Date of Graduation

Spring 5-15-2020

Document Type

Thesis

Degree Name

Master of Science in International and Development Economics (MSIDEC)

College/School

College of Arts and Sciences

Department/Program

Economics

First Advisor

Jesse Antilla-Hughes

Abstract

Cruise ship tourism has been the fastest growing branch of the tourism sector since the turn of the century. As a result, cruise tourism’s increased port traffic has garnered attention as a development strategy for port cities of developing nations over the past two decades. I utilize 10.6 million automatic identification system (AIS) locations from 517 cruise ships to estimate granular city by year cruise ship arrivals in 5,644 port destinations over 220 nations and territories from 2009 to 2018. Matched with 355,463 individual Demographic and Health Survey (DHS) women’s surveys in 23 countries from 2009 to 2016, this study examines cruise tourism’s relationship to female labor participation and associated human capital attainment in destination port cities of developing nations.
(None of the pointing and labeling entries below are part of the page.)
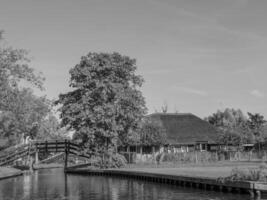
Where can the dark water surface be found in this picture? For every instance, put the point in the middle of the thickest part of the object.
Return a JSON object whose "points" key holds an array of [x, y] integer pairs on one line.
{"points": [[53, 184]]}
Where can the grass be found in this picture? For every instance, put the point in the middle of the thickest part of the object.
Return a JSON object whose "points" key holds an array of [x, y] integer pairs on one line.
{"points": [[209, 170]]}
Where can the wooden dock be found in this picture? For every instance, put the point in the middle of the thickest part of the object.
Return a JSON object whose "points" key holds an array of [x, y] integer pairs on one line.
{"points": [[255, 189]]}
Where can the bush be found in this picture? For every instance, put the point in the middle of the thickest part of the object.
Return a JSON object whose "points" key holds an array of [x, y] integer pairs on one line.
{"points": [[114, 161], [254, 174]]}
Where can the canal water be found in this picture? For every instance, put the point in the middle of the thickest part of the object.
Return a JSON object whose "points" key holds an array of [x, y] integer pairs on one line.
{"points": [[52, 184]]}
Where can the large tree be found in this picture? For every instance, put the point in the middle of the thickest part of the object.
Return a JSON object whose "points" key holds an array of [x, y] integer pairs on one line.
{"points": [[105, 105], [21, 112]]}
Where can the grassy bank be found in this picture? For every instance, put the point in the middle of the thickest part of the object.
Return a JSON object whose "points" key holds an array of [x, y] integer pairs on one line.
{"points": [[210, 170]]}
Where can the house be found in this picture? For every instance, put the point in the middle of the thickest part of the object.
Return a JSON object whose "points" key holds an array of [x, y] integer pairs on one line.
{"points": [[187, 132]]}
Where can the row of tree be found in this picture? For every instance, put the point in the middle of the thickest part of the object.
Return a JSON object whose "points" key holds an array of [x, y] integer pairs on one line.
{"points": [[237, 128], [22, 113]]}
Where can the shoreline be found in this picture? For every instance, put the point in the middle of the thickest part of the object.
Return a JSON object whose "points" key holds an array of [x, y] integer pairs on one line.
{"points": [[6, 173]]}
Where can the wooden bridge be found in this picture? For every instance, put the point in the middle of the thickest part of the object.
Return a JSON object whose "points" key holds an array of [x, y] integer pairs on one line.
{"points": [[31, 151]]}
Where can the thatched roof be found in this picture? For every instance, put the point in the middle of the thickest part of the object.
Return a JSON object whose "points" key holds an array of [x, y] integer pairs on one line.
{"points": [[185, 128]]}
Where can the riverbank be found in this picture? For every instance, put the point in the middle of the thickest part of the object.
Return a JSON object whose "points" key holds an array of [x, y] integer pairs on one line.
{"points": [[202, 177], [8, 172]]}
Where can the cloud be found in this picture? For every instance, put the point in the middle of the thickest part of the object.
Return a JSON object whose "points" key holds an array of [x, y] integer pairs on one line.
{"points": [[191, 91], [257, 93]]}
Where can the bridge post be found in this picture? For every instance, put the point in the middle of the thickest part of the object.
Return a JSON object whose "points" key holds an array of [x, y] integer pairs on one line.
{"points": [[36, 157], [66, 156]]}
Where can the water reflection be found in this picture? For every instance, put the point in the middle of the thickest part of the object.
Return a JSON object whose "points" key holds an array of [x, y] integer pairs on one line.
{"points": [[53, 184]]}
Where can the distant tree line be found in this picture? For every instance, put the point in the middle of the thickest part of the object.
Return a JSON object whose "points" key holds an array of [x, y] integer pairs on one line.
{"points": [[237, 128]]}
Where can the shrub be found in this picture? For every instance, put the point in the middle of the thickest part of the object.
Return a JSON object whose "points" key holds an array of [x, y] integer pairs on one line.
{"points": [[253, 174], [114, 161]]}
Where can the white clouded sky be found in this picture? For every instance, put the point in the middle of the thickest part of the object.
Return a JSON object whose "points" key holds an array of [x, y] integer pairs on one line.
{"points": [[198, 56]]}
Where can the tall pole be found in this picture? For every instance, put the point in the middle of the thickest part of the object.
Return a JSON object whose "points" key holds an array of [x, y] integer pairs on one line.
{"points": [[66, 156]]}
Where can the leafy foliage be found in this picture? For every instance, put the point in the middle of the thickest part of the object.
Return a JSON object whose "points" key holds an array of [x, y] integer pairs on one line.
{"points": [[236, 128], [21, 112], [105, 105], [153, 133]]}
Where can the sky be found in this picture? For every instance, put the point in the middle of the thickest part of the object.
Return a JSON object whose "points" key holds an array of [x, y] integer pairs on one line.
{"points": [[196, 56]]}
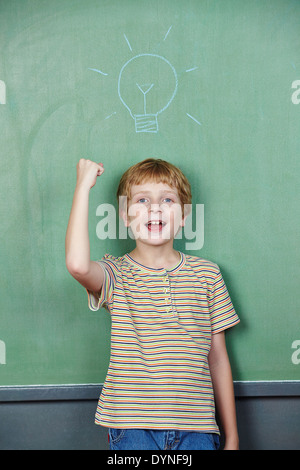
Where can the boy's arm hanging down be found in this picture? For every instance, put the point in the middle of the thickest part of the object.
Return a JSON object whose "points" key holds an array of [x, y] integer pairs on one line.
{"points": [[221, 375], [78, 261]]}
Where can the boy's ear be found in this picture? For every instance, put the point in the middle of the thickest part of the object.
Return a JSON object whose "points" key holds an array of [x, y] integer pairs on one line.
{"points": [[186, 212], [124, 216]]}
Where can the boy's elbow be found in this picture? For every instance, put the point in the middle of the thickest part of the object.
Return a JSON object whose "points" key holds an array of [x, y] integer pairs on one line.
{"points": [[76, 269]]}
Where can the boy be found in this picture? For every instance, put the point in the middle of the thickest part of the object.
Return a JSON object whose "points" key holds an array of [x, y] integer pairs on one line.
{"points": [[169, 311]]}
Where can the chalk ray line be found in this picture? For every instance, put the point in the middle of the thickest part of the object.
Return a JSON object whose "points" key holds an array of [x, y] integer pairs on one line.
{"points": [[127, 42], [99, 71]]}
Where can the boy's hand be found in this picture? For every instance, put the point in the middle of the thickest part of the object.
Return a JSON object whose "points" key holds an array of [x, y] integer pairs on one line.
{"points": [[87, 172]]}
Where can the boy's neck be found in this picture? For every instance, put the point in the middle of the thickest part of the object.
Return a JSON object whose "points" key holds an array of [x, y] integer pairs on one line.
{"points": [[156, 257]]}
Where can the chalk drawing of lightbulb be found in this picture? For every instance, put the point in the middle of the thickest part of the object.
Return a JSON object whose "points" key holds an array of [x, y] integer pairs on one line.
{"points": [[147, 85]]}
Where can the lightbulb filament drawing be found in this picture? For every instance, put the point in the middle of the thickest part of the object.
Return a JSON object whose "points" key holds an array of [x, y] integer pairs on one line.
{"points": [[147, 85]]}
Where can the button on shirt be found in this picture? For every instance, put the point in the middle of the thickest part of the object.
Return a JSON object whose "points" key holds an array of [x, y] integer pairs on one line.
{"points": [[162, 322]]}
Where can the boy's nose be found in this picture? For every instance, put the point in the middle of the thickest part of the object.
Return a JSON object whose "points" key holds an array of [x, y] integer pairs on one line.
{"points": [[155, 208]]}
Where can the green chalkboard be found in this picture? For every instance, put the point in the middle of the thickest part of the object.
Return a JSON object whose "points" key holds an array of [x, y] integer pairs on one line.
{"points": [[211, 86]]}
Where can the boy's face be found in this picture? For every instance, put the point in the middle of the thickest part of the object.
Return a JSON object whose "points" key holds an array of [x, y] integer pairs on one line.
{"points": [[154, 212]]}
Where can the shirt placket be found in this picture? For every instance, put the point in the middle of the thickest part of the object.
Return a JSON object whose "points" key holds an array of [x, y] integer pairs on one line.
{"points": [[167, 294]]}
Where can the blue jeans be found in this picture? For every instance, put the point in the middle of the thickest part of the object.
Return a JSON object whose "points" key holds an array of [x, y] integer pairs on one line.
{"points": [[148, 439]]}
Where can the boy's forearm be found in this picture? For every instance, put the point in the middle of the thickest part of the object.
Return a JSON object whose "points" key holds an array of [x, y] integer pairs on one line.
{"points": [[225, 402], [77, 237]]}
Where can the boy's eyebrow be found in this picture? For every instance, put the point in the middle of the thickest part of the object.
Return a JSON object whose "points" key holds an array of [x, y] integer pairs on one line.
{"points": [[165, 191]]}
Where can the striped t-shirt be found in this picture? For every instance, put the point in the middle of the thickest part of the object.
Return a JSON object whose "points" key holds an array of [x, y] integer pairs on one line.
{"points": [[162, 322]]}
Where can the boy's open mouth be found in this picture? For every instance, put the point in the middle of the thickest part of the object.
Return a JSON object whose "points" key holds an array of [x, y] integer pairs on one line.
{"points": [[155, 225]]}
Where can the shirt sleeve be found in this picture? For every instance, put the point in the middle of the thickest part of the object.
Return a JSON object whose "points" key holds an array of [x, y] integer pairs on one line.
{"points": [[103, 297], [222, 312]]}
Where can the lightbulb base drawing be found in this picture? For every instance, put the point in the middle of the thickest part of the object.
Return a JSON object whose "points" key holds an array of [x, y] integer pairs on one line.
{"points": [[146, 123]]}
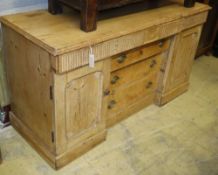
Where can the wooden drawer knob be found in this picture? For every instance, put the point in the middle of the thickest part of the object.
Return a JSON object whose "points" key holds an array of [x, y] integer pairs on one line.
{"points": [[161, 43], [107, 92], [111, 104], [149, 85], [114, 79], [121, 59], [153, 63]]}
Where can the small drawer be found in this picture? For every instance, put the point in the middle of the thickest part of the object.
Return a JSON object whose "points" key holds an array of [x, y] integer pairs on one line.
{"points": [[135, 71], [124, 96], [138, 54]]}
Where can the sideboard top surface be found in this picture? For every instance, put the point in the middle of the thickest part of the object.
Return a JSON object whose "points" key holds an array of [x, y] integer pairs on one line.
{"points": [[61, 33]]}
Using fixed effects to identify this relationship, I find positive general equilibrium effects from cruise tourism on labor participation and educational attainment with strong age dynamics. For each 1% increase in cruise ship arrivals to a port city, female labor participation increase 7% and women gain around a 1/3 more years of education. Additionally, this study employs a Kaplan Meier survivorship model as well as Cox Proportional Hazard Ratios to understand the dynamic change in educational attainment related to age from a cruise tourism shock. Older women respond to an expanding service sector by seizing job opportunities, while younger women acquire a near secondary level of education in anticipation of employment opportunities. The mechanism behind tourism led growth may be the result of improvements in human capital attainment by women. Rhetoric regarding tourism’s role as a development strategy appears to be more nuanced than previously attributed when considering educational choice. This study contributes a novel micro-dataset and a novel measure for cruise tourism at a global scale to examine a broader scope of tourism’s impact on regional development and welfare effects.